"An industrial economy is enormously complex: it involves calculations of time, of motion, of credit, and long sequences of interlocking contractual exchanges. This complexity is the system's great virtue and the source of its vulnerability. The vulnerability is psycho-epistemological. No human mind and no computer- and no planner- can grasp the complexity in every detail. Even to grasp the principles that rule it, is a major feat of abstraction. This is where the conceptual links of men's integrating capacity break down: most people are unable to grasp the working of their hometown's economy, let along the county's or the world's. Under the influence of today's mind-shrinking, anti-conceptual education, most people tend to see economic problems in terms of immediate concretes: of their paychecks, their landlords, and the corner grocery store. The most disastrous loss- which broke their tie to reality- is the loss of the concept that money stands for existing, but unconsumed gods.
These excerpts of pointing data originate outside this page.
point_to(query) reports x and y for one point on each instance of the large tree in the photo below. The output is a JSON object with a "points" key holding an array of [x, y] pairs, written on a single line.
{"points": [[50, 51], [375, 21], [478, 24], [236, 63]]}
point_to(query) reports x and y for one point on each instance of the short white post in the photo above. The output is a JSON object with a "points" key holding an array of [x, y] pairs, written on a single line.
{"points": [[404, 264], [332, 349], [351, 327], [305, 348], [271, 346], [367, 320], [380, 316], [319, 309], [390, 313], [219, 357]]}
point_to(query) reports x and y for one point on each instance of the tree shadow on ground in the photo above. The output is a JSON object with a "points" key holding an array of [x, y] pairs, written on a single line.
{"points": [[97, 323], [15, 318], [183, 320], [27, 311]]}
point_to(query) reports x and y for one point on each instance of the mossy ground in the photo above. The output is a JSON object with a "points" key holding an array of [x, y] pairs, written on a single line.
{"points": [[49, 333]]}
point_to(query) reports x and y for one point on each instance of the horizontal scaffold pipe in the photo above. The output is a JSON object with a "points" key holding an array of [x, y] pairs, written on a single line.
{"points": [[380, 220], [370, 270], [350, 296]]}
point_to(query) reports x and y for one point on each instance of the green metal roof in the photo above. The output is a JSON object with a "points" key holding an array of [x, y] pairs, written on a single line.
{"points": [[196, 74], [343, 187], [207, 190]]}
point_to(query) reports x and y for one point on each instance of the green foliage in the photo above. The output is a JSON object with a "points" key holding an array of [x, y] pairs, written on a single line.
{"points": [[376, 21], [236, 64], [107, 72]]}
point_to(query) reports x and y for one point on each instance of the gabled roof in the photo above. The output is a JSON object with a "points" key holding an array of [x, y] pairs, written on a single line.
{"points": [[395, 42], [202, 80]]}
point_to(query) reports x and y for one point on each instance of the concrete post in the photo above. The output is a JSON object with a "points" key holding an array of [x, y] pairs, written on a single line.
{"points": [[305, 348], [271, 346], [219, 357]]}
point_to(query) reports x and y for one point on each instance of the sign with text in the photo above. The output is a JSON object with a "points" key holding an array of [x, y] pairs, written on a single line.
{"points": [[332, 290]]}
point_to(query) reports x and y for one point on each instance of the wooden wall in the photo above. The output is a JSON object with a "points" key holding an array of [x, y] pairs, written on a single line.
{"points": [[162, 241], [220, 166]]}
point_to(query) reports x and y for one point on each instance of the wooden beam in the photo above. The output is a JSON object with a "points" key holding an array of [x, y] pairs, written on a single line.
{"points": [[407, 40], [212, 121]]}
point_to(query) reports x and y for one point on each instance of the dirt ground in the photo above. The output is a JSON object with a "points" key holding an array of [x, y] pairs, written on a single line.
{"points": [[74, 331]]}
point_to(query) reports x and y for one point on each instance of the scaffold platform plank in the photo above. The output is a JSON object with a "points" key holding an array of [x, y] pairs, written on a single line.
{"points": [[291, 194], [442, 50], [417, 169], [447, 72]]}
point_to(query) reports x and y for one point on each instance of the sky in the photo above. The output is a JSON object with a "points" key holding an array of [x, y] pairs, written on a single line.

The system's complexity serves, occasionally, as a temporary cover for the operations of some shady characters. You have all heard of some manipulator who does not work, but lives in luxury by obtaining a loan, which he repays by obtaining another loan elsewhere, which he repays by obtaining another loan, etc. You know that his policy can't go on forever, that it catches up with him eventually and he crashes. But what if that manipulator is the government?
The government is not a productive enterprise. It produces nothing. In respect to its legitimate functions- which are the police, the army, the law courts- it performs a service needed by a productive economy. When a government steps beyond these functions, it becomes an economy's destroyer."